Anna Lappé is a great friend of Sustainable Table! Please read on to find out more about her:Anna Lappé is a national bestselling author and sought-after public speaker, respected for her work on sustainability, food politics, globalization, and social change. Named one of TIME’s “Eco-Who’s Who,” Anna has been featured in The New York Times, Gourmet, O-The Oprah Magazine, Domino, Food & Wine, Body+Soul, and Vibe, among many other outlets. In 2007, she was honored, along with New York Times columnist Nicholas Kristof, by The Missing Peace Project and was featured with Karenna Schiff Gore and Amanda Hearst in Contribute Magazine’s “21 Under 40 Making a Difference.”

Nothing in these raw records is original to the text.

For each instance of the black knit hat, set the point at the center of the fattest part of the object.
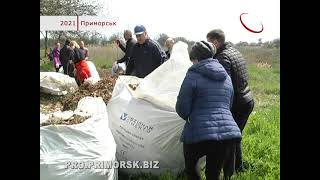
(202, 50)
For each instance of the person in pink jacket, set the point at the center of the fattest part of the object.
(56, 59)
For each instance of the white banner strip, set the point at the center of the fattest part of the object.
(77, 23)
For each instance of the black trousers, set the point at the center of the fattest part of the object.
(234, 161)
(57, 69)
(215, 152)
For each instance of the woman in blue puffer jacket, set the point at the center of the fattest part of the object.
(204, 102)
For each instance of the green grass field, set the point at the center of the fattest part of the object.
(261, 137)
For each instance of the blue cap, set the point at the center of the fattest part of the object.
(139, 29)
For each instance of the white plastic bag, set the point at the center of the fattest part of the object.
(118, 67)
(90, 140)
(144, 122)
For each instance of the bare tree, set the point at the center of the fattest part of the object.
(67, 8)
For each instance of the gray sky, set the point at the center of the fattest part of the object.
(193, 19)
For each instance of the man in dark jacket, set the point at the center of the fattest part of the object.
(130, 42)
(204, 102)
(243, 103)
(146, 56)
(66, 58)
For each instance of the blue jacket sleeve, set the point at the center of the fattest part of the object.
(185, 97)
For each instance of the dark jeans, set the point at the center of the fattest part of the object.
(57, 69)
(68, 69)
(241, 115)
(215, 152)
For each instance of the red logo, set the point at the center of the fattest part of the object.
(249, 29)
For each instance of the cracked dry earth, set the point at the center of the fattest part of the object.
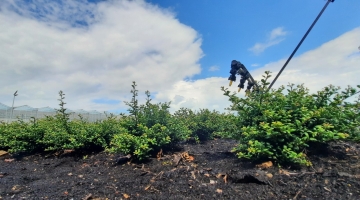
(210, 171)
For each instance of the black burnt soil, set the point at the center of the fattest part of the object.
(211, 172)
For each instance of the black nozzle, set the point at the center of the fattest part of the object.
(232, 77)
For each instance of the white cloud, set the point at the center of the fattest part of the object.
(42, 51)
(335, 62)
(276, 36)
(214, 68)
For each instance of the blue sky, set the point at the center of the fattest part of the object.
(230, 28)
(179, 50)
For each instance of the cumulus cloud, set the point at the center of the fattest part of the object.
(276, 36)
(91, 51)
(214, 68)
(335, 62)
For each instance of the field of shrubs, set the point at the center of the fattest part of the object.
(277, 125)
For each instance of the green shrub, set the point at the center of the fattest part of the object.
(148, 128)
(278, 126)
(204, 124)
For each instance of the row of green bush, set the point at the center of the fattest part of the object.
(278, 124)
(146, 129)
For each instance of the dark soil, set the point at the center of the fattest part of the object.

With her mother, Frances Moore Lappé, Anna leads the Cambridge-based Small Planet Institute, a collaborative network for research and popular education, and the Small Planet Fund, which has raised nearly half-a-million dollars for democratic social movements worldwide, two of which have won the Nobel Peace Prize since the Fund’s founding in 2002.

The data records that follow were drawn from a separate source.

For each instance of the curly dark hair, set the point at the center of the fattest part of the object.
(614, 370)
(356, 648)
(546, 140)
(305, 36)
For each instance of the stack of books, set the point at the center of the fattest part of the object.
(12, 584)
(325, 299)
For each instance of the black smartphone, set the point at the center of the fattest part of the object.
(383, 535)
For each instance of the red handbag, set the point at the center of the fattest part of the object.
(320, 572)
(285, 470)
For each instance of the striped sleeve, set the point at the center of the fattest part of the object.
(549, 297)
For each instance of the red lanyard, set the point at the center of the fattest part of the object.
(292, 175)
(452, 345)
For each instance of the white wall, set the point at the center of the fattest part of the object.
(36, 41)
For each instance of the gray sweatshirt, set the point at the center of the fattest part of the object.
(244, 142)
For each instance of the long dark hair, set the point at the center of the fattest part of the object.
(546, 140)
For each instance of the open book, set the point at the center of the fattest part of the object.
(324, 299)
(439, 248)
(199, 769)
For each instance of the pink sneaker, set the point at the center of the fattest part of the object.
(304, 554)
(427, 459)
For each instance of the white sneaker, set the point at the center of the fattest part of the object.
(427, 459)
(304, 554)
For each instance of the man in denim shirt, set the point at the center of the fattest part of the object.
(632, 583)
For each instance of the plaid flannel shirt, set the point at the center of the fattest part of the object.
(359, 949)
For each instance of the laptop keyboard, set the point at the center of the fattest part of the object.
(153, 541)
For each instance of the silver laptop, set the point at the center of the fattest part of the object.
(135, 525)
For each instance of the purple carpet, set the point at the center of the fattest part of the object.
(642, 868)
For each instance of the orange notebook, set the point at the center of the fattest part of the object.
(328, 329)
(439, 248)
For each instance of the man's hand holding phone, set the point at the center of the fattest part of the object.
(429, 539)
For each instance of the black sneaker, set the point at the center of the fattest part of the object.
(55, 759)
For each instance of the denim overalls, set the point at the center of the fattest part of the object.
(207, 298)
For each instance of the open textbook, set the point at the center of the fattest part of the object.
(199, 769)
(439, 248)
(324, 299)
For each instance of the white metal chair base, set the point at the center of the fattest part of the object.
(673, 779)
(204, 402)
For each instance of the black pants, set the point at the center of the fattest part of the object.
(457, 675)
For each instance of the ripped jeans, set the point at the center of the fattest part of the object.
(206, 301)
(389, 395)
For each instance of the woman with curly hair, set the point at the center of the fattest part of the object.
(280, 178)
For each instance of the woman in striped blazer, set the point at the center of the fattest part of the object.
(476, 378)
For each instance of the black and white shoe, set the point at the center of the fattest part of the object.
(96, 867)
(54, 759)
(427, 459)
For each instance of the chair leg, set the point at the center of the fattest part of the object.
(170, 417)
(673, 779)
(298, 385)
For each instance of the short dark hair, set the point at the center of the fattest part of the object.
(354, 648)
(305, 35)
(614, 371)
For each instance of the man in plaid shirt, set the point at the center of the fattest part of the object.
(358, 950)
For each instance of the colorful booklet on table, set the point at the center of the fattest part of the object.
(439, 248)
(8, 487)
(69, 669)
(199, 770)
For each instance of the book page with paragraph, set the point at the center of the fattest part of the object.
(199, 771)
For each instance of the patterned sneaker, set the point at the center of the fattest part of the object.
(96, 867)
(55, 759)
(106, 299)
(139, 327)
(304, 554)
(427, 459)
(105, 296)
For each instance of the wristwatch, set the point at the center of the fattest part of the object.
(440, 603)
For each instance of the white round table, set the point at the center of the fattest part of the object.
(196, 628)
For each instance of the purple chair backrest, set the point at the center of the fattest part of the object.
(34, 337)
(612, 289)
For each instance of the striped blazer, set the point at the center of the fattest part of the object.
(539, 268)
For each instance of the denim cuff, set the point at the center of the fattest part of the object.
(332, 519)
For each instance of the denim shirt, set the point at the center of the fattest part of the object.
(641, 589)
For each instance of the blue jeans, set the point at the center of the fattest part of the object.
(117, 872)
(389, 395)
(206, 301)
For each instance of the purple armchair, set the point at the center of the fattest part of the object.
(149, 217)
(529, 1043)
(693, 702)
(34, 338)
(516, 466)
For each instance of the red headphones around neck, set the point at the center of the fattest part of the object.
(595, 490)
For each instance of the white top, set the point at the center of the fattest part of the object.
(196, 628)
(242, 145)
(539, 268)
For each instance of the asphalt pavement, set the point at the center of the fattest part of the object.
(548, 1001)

Anna is a co-host of the public television series, The Endless Feast, and has appeared on more than one hundred radio and television shows. She can be seen on Sundance Channel’s Big Ideas for a Small Planet as well on Fox, NBC, PBS, and the CBC in Canada. She has also appeared on dozens of nationally syndicated radio programs, including National Public Radio’s Weekend Edition, The Diane Rehm Show, Talk to America, and WYNC’s Leonard Lopate Show with Ruth Reichl.
Anna is a frequent lecturer and has spoken at dozens of universities and colleges across the country, including Allegheny College, Boston College, Brown University, Columbia University, New York University, University of California at Berkeley, Wesleyan, and Yale University.
Anna’s first book, Hope’s Edge: The Next Diet for a Small Planet, (Tarcher/Penguin 2002), co-written with her mother, Frances Moore Lappé, chronicles courageous social movements around the world addressing the root causes of hunger and poverty. Winner of the Nautilus Award for Social Change, Hope’s Edge has been published in several languages and is used in classrooms across the country.
Called “ingenious” by The New York Times, Anna’s second book, Grub: Ideas for an Urban Organic Kitchen (Tarcher/Penguin 2006), combines an exposé on industrial agriculture with chef Bryant Terry’s seasonal menus. For the Grub speaking tour, Anna traveled to fifty-five cities and participated in more than two hundred events.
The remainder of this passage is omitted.